NO HAY TIERRA MÁS ALLÁ

Samuel M. Delgado, Helena Girón · Espanha · 2018
Projeção de filme 16mm, 3’, loop, cor, sem som.
Cubo de acrílico com água de mar sobre base giratória.
2 canais de som, estéreo.



“Non terrae plus ultra, no hay tierra más allá” para aqueles que ousem cruzar as colunas de Hércules, aquelas que delimitam o fim do mundo conhecido. Esta velha lenda grega caiu no esquecimento e, mutilada, converteu-se no lema do ainda embrionário Estado Espanhol.

As ilhas Canárias, as afortunadas, – que nesse momento ainda não tinham sido conquistadas na totalidade pelos castelhanos – foram a última terra que os marinheiros de Cristóvão Colombo pisaram antes de chegar à América. Esse território converteu-se num laboratório, num banco de provas onde se desenvolveram muitas das estratégias e modelos sociais exportados pelos conquistadores para o “novo mundo”, e que se tornaram letais para os aborígenes que as povoavam.

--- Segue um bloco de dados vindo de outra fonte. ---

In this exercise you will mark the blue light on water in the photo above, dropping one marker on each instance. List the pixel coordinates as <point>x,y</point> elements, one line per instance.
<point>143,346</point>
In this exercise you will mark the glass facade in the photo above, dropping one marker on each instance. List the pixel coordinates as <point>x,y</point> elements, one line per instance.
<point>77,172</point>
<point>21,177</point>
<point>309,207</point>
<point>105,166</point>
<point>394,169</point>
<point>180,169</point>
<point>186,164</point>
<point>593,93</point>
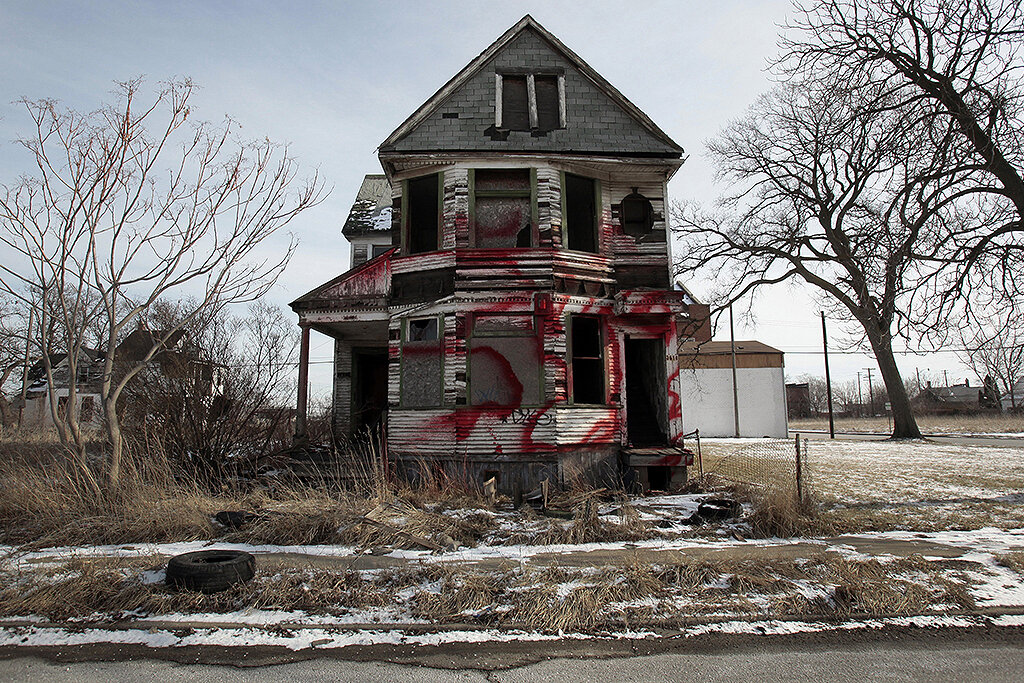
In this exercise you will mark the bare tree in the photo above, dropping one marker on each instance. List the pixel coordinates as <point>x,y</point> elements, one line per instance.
<point>216,402</point>
<point>819,195</point>
<point>133,203</point>
<point>995,351</point>
<point>957,67</point>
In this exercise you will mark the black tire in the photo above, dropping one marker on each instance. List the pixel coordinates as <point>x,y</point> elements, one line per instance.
<point>210,570</point>
<point>718,509</point>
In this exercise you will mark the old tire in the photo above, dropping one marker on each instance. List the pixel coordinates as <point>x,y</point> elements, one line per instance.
<point>716,509</point>
<point>210,570</point>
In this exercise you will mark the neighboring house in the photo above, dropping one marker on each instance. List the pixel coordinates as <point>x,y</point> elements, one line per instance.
<point>798,399</point>
<point>1014,401</point>
<point>369,225</point>
<point>37,411</point>
<point>708,389</point>
<point>178,360</point>
<point>523,326</point>
<point>950,399</point>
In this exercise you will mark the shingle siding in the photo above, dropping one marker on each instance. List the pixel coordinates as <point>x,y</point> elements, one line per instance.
<point>594,122</point>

Atualmente, as suas múmias, expostas nos museus de história e antropologia, longe do lugar em que algum decidiram permanecer, são os únicos testemunhos daquele tempo que nos lembra que todo o documento cultural não é senão um documento da barbárie.

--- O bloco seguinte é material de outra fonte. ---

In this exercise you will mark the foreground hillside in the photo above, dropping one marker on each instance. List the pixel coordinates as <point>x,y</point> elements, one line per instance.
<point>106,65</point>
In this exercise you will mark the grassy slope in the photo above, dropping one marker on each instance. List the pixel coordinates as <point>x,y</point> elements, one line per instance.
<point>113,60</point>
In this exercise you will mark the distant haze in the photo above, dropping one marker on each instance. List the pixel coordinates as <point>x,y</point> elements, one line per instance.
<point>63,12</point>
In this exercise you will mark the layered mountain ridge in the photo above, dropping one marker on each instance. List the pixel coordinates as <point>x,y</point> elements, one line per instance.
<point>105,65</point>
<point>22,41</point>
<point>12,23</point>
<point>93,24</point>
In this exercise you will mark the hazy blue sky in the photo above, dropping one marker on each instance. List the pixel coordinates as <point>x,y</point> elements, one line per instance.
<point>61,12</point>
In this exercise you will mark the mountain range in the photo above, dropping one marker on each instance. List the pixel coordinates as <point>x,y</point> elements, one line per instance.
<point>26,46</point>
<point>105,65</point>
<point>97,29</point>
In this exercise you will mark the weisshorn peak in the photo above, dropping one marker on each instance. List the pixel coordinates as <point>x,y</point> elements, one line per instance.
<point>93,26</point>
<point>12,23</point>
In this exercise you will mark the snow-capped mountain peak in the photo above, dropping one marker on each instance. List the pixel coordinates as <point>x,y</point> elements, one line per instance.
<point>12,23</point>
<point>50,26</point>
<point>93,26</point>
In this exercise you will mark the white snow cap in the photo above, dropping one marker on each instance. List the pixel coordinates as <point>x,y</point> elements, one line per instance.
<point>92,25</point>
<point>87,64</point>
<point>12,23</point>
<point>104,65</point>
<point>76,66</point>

A sua história, como a das mulheres, foi negada insistentemente pelo relato oficial. Os seus vestígios deixaram um rastro oculto que, ainda que borratado e impreciso, nos chega hoje com a potência da uma revelação, permitindo-nos questionar e subverter as crenças em que se fundamenta este Estado.

Em analogia com a ideia da história oficial como construção ideológica, que simplifica e mutila tudo o que sai da sua copa, neste espaço, o projetor, construído para eliminar todas aquelas “aberrações luminosas” que a luz gera, revela-nos os reflexos fantasmagóricos e visões a partir das imagens do nosso filme Plus Ultra. Através da imersão, evocamos um estado latente e subterrâneo, uma viagem sob a influência da água, da luz e do som.






Samuel M. Delgado, Helena Girón

Helena Girón é licenciada em comunicação audiovisual, mestre em argumento pela UC3M e em montagem pela ESCAC. Atualmente, o seu trabalho foca-se no cinema documental e experimental recorrendo a materiais físicos e processos fotoquímicos. Samuel M. Delago é cineasta, argumentista e professor convidado na EICTV de San Antonio de Los Baños, Cuba. Escreveu e realizou o premiado “Malpais” (2013). O seu trabalho colaborativo explora as relações entre mitologia e materialismo. Os seus filmes foram exibidos em vários festivais internacionais de cinema, como no TIFF, Mar De Plata Film Fest, IFF Rotterdam, Curtas Vila do Conde FIC, entre outros. O último filme desta colaboração, “Plus Ultra”, foi selecionado para o FICUNAM 2018 e para o Locarno Festival. Em 2015 e 2016, foram exibidos no Curtas Vila do Conde FIC dois filmes da dupla: “Sin Dios Ni Santa María” e “Montañas Ardientes Que Vomitam Fuego”, respetivamente.